An intellectually trained man, around 1984 he folded back his political discourse, moved away from partisan activity and increased his spectrum as a press columnist, political analyst and complaint journalist.

Rangel gets his position as a journalist defending democracy and the rule of law.

Moderate and astute, he established relations with almost the entire national country of that Venezuela and became an integral part of the democratic society of that time, as an analyst and television figure.

His program

José Vicente Hoy,

broadcast on Televen until shortly before he died, became a cult date.

The arrival of Hugo Chávez

His influence on public opinion increased in the 1990s, just as the democratic experiment was in crisis.

Especially after February 4, the day of Hugo Chávez's failed coup.

Rangel became famous for his supervisory attitude of the governments of democracy, a kind of symbol of civil society in the face of power.

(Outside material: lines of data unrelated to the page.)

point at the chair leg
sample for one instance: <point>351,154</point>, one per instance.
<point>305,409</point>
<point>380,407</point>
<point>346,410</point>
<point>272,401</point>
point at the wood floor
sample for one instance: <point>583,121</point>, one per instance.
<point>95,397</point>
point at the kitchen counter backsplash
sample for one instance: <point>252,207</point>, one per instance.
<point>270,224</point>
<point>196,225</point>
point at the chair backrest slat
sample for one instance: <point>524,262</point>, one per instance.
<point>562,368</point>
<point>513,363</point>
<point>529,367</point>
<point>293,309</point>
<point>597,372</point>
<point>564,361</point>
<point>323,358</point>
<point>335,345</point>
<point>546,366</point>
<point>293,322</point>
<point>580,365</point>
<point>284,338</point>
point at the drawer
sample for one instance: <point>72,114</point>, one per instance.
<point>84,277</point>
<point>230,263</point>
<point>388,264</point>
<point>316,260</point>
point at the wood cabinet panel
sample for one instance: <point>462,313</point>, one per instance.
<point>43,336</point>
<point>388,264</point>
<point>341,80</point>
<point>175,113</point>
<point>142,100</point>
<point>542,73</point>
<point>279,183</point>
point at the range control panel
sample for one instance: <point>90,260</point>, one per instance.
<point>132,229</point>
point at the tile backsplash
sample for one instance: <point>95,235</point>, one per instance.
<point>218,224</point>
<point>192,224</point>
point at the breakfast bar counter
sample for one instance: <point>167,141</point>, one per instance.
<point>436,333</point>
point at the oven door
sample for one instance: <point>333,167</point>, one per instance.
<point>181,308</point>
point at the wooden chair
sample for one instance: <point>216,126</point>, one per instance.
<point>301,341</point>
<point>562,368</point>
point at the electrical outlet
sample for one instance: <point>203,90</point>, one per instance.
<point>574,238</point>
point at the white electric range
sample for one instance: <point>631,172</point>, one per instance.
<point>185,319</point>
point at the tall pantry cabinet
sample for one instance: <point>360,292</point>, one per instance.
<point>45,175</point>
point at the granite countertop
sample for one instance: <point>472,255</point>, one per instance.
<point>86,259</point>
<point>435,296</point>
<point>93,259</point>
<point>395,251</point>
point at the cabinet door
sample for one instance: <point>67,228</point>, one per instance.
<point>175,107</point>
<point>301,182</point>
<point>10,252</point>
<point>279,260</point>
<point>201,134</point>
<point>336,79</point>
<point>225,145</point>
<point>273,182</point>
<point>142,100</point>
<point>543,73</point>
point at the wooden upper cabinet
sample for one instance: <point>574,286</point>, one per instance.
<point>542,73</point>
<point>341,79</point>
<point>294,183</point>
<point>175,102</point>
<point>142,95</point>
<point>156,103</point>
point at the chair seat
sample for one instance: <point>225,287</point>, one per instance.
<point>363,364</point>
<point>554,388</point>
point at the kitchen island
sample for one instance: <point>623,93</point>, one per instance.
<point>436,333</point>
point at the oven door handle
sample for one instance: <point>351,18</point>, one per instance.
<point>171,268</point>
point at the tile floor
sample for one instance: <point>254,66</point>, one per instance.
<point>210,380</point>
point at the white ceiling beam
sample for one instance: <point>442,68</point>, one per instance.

Hugo Chávez amnestied, two years after that coup attempt, José Vicente Rangel and the military establish a friendship and an immediate communion of interests as soon as he entered politics, in 1994. This alliance would never know any cracks.

It is from a complaint by José Vicente Rangel that Carlos Andrés Pérez, the then president, is forced to resign, a process that today is already unanimously appreciated as an unfounded artifice.

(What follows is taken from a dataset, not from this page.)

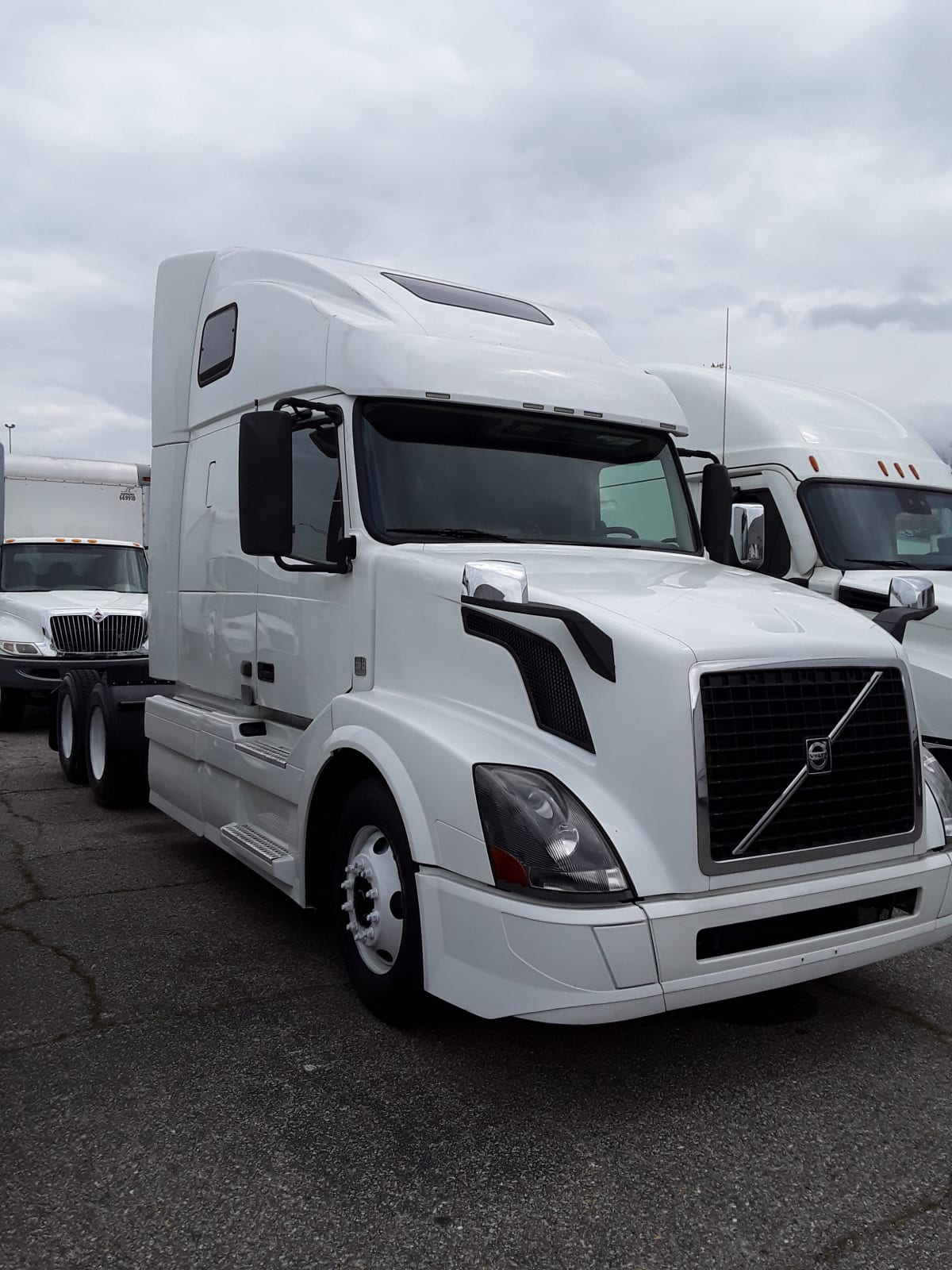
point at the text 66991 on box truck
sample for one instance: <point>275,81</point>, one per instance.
<point>441,643</point>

José Vicente Rangel was one of the great political influences of Hugo Chávez, one of his first teachers and one of his main operators until his death in 2013. Connoisseur and friend of the entire mass society of the nineties, a spoiled of public opinion at that time, it is Rangel who persuades Chávez to take the electoral route to come to power, presenting himself as a candidate for the 1998 elections. From then on, Chávez became a political phenomenon that produced a long hegemony in the country.

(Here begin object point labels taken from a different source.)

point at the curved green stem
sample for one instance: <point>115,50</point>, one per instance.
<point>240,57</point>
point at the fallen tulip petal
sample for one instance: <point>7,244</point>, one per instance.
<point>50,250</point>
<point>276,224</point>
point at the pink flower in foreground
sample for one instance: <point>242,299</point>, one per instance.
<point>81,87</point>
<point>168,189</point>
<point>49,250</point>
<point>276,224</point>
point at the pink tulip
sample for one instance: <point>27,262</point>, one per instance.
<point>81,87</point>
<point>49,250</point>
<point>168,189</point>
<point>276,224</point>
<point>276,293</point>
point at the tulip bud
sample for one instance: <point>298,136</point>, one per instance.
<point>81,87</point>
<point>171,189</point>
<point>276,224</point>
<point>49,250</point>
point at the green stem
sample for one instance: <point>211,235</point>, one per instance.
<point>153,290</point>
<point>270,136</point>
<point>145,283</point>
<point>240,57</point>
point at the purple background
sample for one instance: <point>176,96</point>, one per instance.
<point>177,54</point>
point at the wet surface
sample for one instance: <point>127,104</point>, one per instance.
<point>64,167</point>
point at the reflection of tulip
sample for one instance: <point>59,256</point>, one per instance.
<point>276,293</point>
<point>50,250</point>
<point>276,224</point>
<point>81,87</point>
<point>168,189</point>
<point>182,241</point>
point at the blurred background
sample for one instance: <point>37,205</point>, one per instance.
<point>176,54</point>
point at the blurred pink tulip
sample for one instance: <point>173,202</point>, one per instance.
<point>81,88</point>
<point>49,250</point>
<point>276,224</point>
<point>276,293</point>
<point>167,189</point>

Rangel was Chancellor, Defense Minister and Vice President between 2002 and 2007. Rangel's transition to Chavismo turned him into a kind of “black beast” of the Venezuelan opposition, part of which felt betrayed as Rangel now abjures liberal values that he had invoked in his years as a freelance journalist.

Rangel accompanied the Chavista decisions to close Radio Caracas Televisión, the country's oldest channel, to close dozens of radio stations, to harass journalists and to weaken the structure of the national private press.

Once out of government, in 2007, he continued as an advisor to Chávez and then to Nicolás Maduro, of whom he has also been a resolute defender.

After having been the prosecutor of the anti-corruption debate in Venezuela, Rangel silently contemplated the most sordid corruption cases in the years of the current government, today almost all of them unpunished.